Appeal by the defendant from a judgment of the Supreme Court, Queens County (Eng, J.), rendered January 14, 2003, convicting him of murder in the second degree, criminal possession of a weapon in the second degree, and criminal possession of a weapon in the third degree, upon a jury verdict, and imposing sentence.
Ordered that the judgment is affirmed.
The defendant’s challenge to the legal sufficiency of the evidence is unpreserved for appellate review, since he failed to advance his present arguments as a basis for dismissal in the trial court (see CPL 470.05 [2]; People v Gray, 86 NY2d 10, 20 [1995]; People v Udzinski, 146 AD2d 245, 252 [1989]). In any event, viewing the evidence in the light most favorable to the prosecution (see People v Contes, 60 NY2d 620, 621 [1983]), we find that it was legally sufficient to establish the defendant’s guilt beyond a reasonable doubt. Moreover, upon the exercise of our factual review power, we are satisfied that the verdict of guilt was not against the weight of the evidence (see CPL 470.15 [5]).

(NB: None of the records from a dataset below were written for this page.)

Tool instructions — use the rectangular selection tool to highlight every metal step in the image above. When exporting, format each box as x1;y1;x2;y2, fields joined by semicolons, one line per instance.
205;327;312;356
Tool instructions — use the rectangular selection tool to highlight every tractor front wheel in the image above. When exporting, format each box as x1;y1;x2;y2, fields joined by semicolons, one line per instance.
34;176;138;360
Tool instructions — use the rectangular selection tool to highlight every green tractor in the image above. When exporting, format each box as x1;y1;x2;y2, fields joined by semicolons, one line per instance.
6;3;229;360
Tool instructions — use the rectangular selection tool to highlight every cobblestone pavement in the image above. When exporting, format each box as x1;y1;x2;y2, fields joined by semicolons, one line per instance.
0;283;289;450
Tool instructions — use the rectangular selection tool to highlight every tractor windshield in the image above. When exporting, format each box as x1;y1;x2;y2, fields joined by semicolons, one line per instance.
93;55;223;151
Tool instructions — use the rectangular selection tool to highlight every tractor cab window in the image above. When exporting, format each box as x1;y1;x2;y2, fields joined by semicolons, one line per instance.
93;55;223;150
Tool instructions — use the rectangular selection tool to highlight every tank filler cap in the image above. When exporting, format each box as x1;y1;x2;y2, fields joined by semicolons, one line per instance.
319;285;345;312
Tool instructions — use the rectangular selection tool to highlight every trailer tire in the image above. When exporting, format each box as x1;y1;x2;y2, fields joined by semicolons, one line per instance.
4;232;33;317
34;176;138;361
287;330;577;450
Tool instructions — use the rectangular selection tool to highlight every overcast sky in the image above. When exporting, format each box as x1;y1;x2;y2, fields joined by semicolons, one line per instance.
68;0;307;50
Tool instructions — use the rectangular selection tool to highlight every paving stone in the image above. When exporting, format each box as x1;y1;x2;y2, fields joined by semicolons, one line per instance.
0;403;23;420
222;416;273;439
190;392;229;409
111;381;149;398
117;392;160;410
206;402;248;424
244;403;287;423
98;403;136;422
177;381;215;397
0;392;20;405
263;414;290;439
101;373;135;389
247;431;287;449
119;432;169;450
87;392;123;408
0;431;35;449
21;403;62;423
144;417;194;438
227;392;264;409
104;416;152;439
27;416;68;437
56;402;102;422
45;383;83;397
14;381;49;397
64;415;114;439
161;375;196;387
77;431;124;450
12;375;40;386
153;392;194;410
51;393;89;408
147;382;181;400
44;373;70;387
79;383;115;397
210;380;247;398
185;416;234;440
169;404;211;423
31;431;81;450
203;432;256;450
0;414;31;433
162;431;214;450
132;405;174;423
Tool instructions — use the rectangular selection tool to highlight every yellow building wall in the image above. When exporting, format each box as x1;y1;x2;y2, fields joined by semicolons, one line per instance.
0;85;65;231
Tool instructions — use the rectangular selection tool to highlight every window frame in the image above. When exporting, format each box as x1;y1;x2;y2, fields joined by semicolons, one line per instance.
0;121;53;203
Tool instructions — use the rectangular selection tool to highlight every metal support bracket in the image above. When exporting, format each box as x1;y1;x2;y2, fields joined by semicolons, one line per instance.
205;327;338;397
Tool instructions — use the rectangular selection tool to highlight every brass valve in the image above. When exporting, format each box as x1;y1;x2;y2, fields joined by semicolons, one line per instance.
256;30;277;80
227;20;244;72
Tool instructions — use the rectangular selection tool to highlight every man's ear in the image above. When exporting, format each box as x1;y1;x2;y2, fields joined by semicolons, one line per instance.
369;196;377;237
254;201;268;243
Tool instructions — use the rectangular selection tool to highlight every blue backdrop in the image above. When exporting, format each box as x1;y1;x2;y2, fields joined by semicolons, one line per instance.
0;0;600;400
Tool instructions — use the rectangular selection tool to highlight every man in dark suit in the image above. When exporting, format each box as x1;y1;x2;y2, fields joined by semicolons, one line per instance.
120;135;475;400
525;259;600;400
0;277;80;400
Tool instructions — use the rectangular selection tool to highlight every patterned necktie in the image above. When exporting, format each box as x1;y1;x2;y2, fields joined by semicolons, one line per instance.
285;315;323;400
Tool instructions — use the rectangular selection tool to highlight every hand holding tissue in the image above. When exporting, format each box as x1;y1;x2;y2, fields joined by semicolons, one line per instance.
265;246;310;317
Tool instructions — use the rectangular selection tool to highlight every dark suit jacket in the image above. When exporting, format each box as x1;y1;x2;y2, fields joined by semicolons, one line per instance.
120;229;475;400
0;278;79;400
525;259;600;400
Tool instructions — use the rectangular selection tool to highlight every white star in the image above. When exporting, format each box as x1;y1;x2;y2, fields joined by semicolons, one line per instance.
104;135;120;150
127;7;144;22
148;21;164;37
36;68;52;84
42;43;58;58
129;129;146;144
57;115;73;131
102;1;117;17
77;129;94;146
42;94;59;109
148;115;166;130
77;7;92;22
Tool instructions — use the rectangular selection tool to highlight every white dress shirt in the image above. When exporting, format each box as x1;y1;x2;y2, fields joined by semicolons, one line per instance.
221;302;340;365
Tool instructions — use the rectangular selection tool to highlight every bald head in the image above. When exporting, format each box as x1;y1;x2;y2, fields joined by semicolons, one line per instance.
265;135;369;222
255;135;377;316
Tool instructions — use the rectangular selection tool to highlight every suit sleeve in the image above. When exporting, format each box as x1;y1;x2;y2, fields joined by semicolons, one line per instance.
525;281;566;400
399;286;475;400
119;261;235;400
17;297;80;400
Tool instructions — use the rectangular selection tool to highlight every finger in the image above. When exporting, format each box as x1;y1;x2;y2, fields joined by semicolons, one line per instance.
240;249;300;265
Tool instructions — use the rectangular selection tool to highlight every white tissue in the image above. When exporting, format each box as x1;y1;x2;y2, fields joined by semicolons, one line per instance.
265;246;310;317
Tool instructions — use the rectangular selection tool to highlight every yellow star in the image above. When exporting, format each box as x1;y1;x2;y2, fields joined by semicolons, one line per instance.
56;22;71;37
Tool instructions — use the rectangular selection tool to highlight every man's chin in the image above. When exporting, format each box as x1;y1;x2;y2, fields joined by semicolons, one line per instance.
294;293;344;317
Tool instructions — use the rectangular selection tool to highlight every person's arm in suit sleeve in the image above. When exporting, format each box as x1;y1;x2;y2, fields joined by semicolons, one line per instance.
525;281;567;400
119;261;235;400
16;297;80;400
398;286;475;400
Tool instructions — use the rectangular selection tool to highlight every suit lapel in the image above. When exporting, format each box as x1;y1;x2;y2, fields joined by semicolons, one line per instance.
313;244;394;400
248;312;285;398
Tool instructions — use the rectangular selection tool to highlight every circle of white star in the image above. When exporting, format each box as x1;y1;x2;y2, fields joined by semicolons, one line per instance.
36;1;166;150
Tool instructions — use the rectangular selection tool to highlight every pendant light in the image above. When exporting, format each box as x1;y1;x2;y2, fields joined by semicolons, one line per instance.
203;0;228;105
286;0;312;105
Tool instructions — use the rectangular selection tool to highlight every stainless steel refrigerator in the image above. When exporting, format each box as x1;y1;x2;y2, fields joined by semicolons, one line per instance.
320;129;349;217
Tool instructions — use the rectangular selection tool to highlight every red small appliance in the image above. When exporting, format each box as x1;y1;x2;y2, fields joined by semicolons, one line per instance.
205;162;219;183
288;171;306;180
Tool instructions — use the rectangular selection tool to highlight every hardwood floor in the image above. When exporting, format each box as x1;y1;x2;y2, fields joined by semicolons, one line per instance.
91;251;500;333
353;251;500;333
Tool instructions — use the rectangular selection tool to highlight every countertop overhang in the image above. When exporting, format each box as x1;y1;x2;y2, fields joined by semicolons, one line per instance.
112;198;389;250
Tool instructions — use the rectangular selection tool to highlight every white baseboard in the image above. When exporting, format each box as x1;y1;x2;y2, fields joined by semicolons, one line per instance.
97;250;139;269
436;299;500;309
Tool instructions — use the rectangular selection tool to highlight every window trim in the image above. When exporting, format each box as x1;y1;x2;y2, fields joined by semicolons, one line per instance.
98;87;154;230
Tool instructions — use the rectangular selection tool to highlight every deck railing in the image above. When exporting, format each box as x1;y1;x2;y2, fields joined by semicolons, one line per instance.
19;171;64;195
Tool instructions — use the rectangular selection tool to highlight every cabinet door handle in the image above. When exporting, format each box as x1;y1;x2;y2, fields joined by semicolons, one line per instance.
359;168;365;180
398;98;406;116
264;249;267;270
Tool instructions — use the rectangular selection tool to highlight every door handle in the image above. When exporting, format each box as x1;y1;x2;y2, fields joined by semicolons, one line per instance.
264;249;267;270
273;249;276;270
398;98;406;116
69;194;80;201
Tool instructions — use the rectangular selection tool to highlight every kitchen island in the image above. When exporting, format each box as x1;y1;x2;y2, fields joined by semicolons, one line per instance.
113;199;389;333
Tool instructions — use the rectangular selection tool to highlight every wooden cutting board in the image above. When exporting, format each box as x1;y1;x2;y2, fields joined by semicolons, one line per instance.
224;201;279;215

The defendant and his accomplice, the codefendant Henry Vega, shot and killed the victim in Kissena Park in Queens. At the trial, several witnesses testified that the defendant and the codefendant were drug dealers and one witness testified that the defendant and the codefendant knew the victim and that he purchased drugs from them. Contrary to the defendant’s contention, the testimony about his drug-related activities was admissible to establish his motive to commit the crimes charged and to complete the narrative of the events leading up to the murder (see People v Vega, 23 AD 3d 680 [2005]; People v Porter, 256 AD2d 363, 364 [1998]; People v Collins, 220 AD2d 610, 611 [1995]). Additionally, the evidence of the drug-related activities was admissible to provide the jury with a thorough understanding of the defendant’s relationship with the prosecution witnesses (see People v Devino, 254 AD2d 9, 10 [1998]; People v Williams, 240 AD2d 213 [1997]; People v Bernard, 224 AD2d 192, 193 [1996]).
The defendant’s remaining contention is unpreserved for appellate review and, in any event, is without merit. Krausman, J.P., Luciano, Fisher and Dillon, JJ., concur.